The bottom line is, I go to lots of thrift stores and garage sales.  I do this primarily to find the few things on my list that I really do need like printer ink and a pencil sharpener.  The danger is that I also spy many things I want and HAVE THE SPACE FOR, like say…a Jack Lalanne Juicer, which I bought and a table saw, which I didn’t buy.

I guess you win some and you lose when tangling with THE ENLARGEMENT PRINCIPAL.  But, I think there is something to be said for living in and taking up smaller spaces.  I just don’t have any practical knowledge of it—yet.

Instructions included

 

*I don’t even know what a fortnight is…I just thought it sort of sounded like the right about of time.  I would probably have to fact check that before submitting this groundbreaking article to the scientific journals…but not if I was going to use it in a presidential debate.


10 Responses to Living Large

  1. I love this principle. I mean, not what it does to us but I like it having a name. We recently moved from a 1100 sqft hose to a 1900 sqft house. The difference is driving me crazy! We got more stuff to make it look furnished but now, I’m considering giving away half our stuff and only living on the bottom floor. Does that sound crazy? Hubby says it does.
    A tip for your keys: I clip mine to my purse handle with a D ring. Now j never lose them in the abyss 🙂

  2. Since it’s just one day before the election, I won’t bother fact-checking either and simply throw out there that I think a fortnight is one month….

  3. When we travel, we rent apartments and we get to experience living in much less space than we do in the States. Each time we do it, we love it. Granted we don’t have all the regular stuff of life but the apartments do come equipped with everything you need to cook, clean, even iron. We always come back saying “Why?”

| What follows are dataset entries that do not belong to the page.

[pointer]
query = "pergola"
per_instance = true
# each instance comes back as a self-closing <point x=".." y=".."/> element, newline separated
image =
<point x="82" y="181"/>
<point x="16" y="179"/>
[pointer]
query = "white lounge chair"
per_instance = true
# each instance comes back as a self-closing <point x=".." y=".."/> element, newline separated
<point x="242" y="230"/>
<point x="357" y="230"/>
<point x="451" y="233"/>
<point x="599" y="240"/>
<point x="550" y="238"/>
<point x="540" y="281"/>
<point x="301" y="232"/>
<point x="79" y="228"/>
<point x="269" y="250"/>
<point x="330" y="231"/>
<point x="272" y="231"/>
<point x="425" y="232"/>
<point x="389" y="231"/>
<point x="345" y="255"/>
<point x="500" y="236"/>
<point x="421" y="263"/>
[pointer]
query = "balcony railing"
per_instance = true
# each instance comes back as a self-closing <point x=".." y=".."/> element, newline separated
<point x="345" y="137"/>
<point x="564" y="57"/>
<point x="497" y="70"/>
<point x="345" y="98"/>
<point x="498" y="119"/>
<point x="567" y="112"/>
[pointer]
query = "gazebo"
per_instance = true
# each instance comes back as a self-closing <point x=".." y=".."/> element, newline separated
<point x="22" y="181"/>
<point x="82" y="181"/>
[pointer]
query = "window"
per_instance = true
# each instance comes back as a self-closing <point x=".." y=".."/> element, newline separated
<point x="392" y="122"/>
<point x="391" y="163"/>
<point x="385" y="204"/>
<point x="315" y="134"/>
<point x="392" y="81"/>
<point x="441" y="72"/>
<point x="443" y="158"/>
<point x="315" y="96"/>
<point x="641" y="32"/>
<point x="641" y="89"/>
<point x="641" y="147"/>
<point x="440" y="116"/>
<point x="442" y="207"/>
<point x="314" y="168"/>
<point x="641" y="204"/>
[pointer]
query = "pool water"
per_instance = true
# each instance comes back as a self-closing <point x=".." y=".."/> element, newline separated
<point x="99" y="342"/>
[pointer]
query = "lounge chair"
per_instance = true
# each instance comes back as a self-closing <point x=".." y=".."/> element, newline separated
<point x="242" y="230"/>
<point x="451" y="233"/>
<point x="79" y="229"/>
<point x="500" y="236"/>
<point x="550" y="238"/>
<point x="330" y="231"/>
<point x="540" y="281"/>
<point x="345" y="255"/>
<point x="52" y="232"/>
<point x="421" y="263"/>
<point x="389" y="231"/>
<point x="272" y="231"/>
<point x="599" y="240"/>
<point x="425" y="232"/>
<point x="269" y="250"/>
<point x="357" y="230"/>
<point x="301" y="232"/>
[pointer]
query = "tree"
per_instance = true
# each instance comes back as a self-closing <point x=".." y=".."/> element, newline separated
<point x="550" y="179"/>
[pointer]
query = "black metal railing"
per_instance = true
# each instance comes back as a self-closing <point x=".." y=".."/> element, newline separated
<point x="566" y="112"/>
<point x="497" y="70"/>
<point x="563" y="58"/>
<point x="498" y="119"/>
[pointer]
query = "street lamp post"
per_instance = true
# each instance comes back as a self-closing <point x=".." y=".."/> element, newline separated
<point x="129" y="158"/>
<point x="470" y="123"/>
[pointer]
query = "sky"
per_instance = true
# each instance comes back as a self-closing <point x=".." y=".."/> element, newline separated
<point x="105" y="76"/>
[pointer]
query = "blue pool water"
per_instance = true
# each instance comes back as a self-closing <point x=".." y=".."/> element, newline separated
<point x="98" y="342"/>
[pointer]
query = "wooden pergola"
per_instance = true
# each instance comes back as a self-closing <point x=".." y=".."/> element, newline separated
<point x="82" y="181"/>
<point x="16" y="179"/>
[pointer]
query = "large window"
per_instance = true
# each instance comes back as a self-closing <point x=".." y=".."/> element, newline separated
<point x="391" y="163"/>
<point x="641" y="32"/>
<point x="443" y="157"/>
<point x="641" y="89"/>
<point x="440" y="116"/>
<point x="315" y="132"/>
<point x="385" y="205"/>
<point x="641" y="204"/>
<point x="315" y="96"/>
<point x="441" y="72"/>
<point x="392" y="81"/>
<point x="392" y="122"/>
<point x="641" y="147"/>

  4. Oh, my, I love it! The enlargement principle…and it’s so true! I keep trying to explain that we need a smaller house, so that it won’t fill up with as much stuff, so that I don’t have to spend as much time cleaning. And people think I’m nuts! But in the summer, on our tiny boat, housework takes me 5 minutes. It’s so hard to keep a larger house from being overrun with possessions. We definitely must resist the enlargement principle as well. 😉

    • I do the same thing and everyone says, “Ummm, I don’t think that’s how it works.”

      But it is! We had everything we needed in a two bedroom apartment. We now have a 4 bedroom house and there’s stuff everywhere. “We” (as in ” I”) am thinking that we should move all 5 of us into an RV and take only what we must have. My Mom can use our furniture ( and store our one Tupperware of family photos ) and everything else can go! And, yes, they tell me they think I’m crazy too.

  5. I think this might be true with clothes too. If you have the larger size, you expand to fill it! The opposite is not true. As for the dinner plates, years ago we started using the lunch/salad plate for dinner. Our plate looks full but it is with less food.